More: X-Chair X2 hands-on: I upgraded to a fancy office chair and I'll never go back
The point is that finding the best chair for you is almost completely unrelated to which side of the divide that chair comes from. Instead, it should be based entirely on which features matter most to you, how you plan to use those features, and what kind of budget you're aiming for once you find the ideal combination of those features.
This article was never meant to be an exhaustive list of specific products. Instead, it was created to help you understand how those products are marketed to you is less important than how well their specific feature sets actually suit you. Focus on things like what kind of fabric or mesh feels most comfortable to you, what kind of arms are best for the type of gaming or work you do, and what type of aesthetic suits your home and potential video chat needs.
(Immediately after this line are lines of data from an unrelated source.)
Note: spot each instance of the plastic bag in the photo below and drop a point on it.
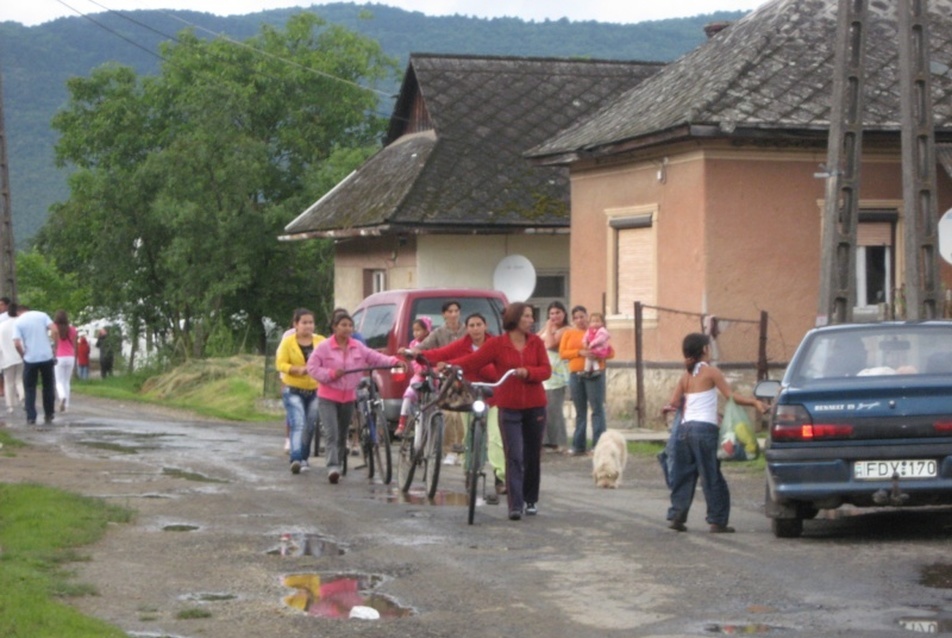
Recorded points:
(737, 441)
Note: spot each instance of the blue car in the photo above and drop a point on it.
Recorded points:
(863, 416)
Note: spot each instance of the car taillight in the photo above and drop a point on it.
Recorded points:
(794, 423)
(943, 427)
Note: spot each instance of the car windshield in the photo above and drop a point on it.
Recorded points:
(875, 350)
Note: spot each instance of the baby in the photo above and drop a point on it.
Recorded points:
(598, 343)
(421, 328)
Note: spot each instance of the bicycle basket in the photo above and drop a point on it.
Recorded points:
(456, 395)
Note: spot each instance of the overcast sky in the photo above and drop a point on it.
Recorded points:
(32, 12)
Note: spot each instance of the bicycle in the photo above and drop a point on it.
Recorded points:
(422, 443)
(373, 434)
(477, 438)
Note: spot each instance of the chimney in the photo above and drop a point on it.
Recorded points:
(713, 28)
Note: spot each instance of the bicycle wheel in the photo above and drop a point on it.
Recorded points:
(433, 449)
(367, 447)
(381, 446)
(476, 464)
(406, 459)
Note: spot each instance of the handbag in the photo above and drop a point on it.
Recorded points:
(736, 440)
(456, 394)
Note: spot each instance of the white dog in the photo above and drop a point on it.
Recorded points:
(609, 459)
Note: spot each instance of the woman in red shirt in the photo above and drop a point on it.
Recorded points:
(521, 402)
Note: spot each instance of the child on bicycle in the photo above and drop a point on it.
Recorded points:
(421, 329)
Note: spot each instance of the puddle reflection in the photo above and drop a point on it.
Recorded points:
(417, 496)
(175, 472)
(305, 545)
(937, 576)
(337, 596)
(751, 628)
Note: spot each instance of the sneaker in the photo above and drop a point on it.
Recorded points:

If you're a serious shopper, I would highly recommend checking in with the many informative buying guides ZDNet maintains precisely to help you find the best seat for you. They've been laced throughout this article, and a few more helpful, related guides can be found below.
I would also urge you to check out our reviews of several of the best, most popular chairs and other pieces of office and gaming furniture linked below. Each of these includes the best options in their category, and every single one offers solutions that would be right at home serving the right workaholic office jockeys, inveterate gamers, or anyone in between.
If I could offer only one piece of advice on the battle between gaming chairs and office chairs, it would be this: ignore it. Your comfort and aesthetics are what should be important to you. Look for a chair that takes those into account, not one that's primarily worried about which demographic label its marketing department would like to slap on you.